More than 5,000 police were deployed in the capital’s streets for the two-day visit. Left-wing and anarchist groups have planned protest demonstrations for Tuesday afternoon, while an armed anarchist group has called for “attacks and clashes” to disrupt Mr. Obama’s visit. Clinton’s visit, which came during the height of U.S. intervention in the wars ensuing from the breakup of Yugoslavia, was marked with extensive violent demonstrations.
On Wednesday, Mr. Obama is scheduled to tour the Acropolis and give a major speech about democracy and globalization before flying on to Berlin. From Germany, he will travel to Peru for an Asian economic summit before returning to Washington on Saturday.
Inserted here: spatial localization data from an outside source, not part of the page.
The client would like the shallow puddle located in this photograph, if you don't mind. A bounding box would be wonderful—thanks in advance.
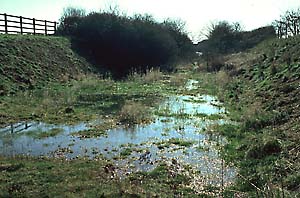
[0,79,235,186]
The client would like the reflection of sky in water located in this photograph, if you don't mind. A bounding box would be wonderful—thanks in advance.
[0,79,235,184]
[159,94,225,115]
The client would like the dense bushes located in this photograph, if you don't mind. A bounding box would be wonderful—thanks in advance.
[57,8,193,78]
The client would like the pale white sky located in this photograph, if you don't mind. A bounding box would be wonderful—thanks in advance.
[1,0,300,41]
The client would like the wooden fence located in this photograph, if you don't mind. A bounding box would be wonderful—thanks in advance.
[0,13,57,35]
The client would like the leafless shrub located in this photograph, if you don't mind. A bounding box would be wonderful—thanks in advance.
[207,55,225,72]
[273,8,300,38]
[215,71,231,88]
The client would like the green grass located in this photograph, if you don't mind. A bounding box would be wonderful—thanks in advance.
[71,128,107,138]
[0,34,93,96]
[0,156,198,198]
[120,148,133,157]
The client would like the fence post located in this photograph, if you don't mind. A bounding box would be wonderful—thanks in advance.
[20,16,23,34]
[4,13,8,34]
[54,21,57,34]
[33,18,36,35]
[10,123,14,133]
[44,20,47,35]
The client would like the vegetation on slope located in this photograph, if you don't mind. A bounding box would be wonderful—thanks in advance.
[196,21,276,56]
[198,35,300,196]
[0,34,93,95]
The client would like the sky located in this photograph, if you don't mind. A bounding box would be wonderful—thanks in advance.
[1,0,300,42]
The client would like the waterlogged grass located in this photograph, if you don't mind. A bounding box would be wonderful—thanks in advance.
[155,111,224,120]
[182,98,206,103]
[26,128,63,139]
[0,68,231,197]
[71,120,116,138]
[0,73,181,127]
[155,138,195,149]
[71,128,107,138]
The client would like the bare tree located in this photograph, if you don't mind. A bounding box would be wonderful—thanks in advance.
[273,8,300,38]
[58,6,86,35]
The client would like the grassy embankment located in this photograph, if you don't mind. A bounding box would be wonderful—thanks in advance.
[195,35,300,197]
[0,34,94,95]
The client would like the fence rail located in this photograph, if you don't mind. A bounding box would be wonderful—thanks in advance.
[0,13,57,35]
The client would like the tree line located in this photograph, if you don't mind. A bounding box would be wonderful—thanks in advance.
[57,7,194,78]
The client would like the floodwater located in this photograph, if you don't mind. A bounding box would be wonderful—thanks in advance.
[0,79,235,185]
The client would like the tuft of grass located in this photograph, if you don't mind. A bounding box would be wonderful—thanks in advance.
[118,100,152,125]
[147,163,168,178]
[128,68,164,83]
[142,68,164,83]
[169,72,187,87]
[215,70,232,89]
[206,55,225,72]
[120,148,133,157]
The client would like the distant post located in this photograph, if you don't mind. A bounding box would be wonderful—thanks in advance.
[45,20,47,35]
[4,13,8,34]
[20,16,23,34]
[33,18,36,35]
[10,123,13,133]
[54,21,57,34]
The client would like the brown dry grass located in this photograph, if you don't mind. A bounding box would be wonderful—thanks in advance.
[128,68,164,83]
[142,68,164,83]
[118,100,151,125]
[215,70,232,88]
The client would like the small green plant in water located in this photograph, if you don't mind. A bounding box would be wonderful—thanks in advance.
[71,128,107,138]
[155,138,194,149]
[120,148,133,157]
[26,128,63,139]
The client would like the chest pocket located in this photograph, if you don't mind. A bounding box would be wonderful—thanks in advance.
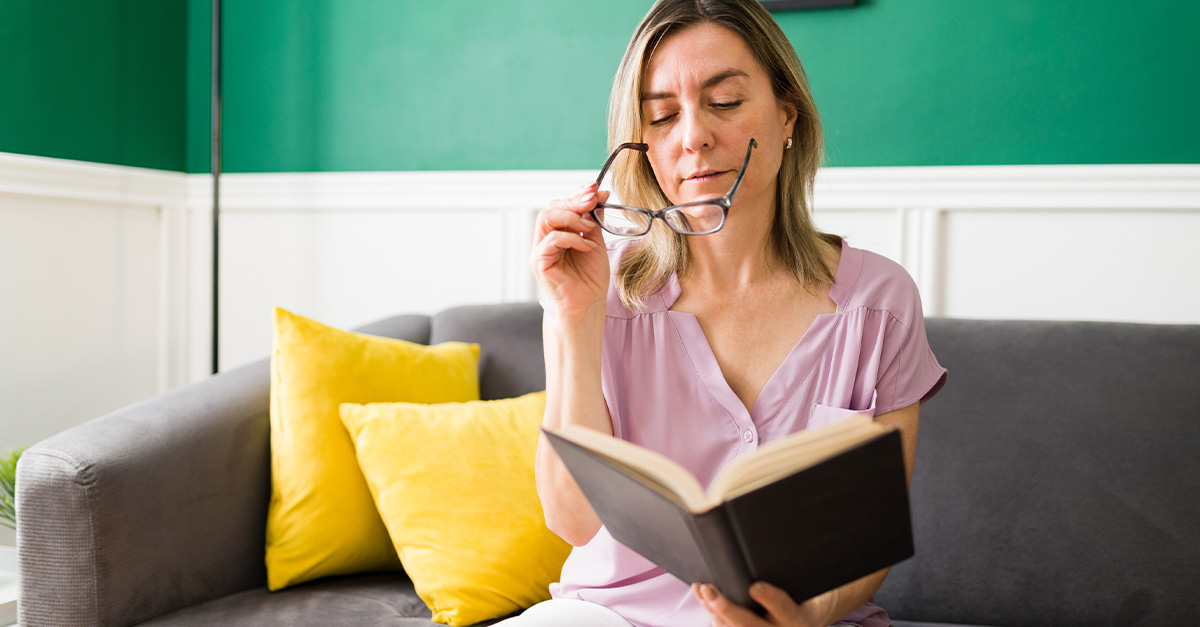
[807,391,877,430]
President Obama said he was looking forward to visiting the Acropolis because “if you come to Greece you’ve got to do a little bit of sightseeing.”
Greece’s government has hailed the president’s visit as being of “huge importance” for both Greece and Europe. The country’s left-led coalition government has been struggling to pull Greece out of six years of a vicious financial crisis that has devastated its economy and left more than a quarter of the workforce unemployed. Despite the U.S. election, the government has pinned its hopes on the U.S. president to help persuade some of the country’s more reluctant international creditors, such as Germany, to grant it significant debt relief.
Without a cut in its debt, Athens says, it cannot hope to recover economically - an argument also supported by the International Monetary Fund.
Greece has been relying on emergency loans from three consecutive multi-billion euro bailouts from other European Union countries using the euro currency, and the IMF, since 2010. While the United States has not been involved in Greece’s bailout, Athens has long seen it as an ally that could apply pressure on creditors.
The U.S. has praised Greek efforts to overhaul its economy but has repeatedly stressed the country must continue with painful reforms. The country’s bailout funds are disbursed following reviews by international debt inspectors of mandated reforms.
The government will also be looking for recognition of the country’s role in Europe’s refugee crisis, which saw hundreds of thousands of refugees pass through Greece from Turkey on their way to the more prosperous countries of the European north, and for U.S. pressure on the rest of Europe to help shoulder the burden.